Green, who is now with the Center for Strategic and International Studies, said he has seen the first lady take on a much more high-profile role on foreign policy issues during the second term. He said he suspects she is feeling more confident and well-briefed.

"I wonder if part of it also is that she's speaking a bit more as the conscience of the administration at a time when, for a variety of reasons, our foreign policy is becoming a little less ambitious, a little less transformative and less focused on some of the human rights and democracy issues that were so pronounced a few years ago," he said.

It was apparently Elsie Walker, one of President Bush's cousins and an expert on mountain peoples, who got Laura Bush interested in Burmese opposition figure Aung San Suu Kyi.

Green said Myanmar and Tibet are non-controversial issues for the first lady.

"Support for the Dalai Lama, support for Aung San Suu Kyi [are] pretty bipartisan.
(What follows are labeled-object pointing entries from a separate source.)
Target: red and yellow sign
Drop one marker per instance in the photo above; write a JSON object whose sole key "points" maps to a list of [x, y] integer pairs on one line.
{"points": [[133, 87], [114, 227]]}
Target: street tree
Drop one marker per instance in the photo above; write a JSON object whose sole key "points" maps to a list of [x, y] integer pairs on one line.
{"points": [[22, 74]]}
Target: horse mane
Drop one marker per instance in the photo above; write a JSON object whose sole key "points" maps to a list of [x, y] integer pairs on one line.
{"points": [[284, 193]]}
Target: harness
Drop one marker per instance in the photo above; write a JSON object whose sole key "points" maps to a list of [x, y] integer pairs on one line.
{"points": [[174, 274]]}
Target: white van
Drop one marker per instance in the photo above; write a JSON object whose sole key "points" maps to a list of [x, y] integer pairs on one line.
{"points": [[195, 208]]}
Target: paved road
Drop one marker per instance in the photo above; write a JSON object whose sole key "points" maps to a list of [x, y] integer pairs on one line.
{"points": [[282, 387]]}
So she's been careful not to choose issues that would be politically contentious at home," he says.

The former librarian has certainly played it safe, said Myra Gutin, a first lady historian at New Jersey's Rider University and author of the book Barbara Bush: Presidential Matriarch.

Like her mother-in-law, Laura Bush has a "good antenna and she looks at things in terms of what the costs might be if she were to blunder," Gutin says.

At this point, Bush has become an asset abroad for an otherwise unpopular administration. Gutin says the first lady's appearance at the donor's conference on Afghanistan is just another sign of that.

"During the mid-term elections of 2006, she was considered the most popular Republican in the country," Gutin says, "so it certainly doesn't hurt to have her out on the hustings, at this conference and in other places, in terms of an historical evaluation of the Bush presidency legacy."

Laura Bush's legacy won't be tied to any one particular issue. Rather, Gutin said, she has taken a more unusual approach, slowly warming up to the limelight and getting more involved in various problems abroad.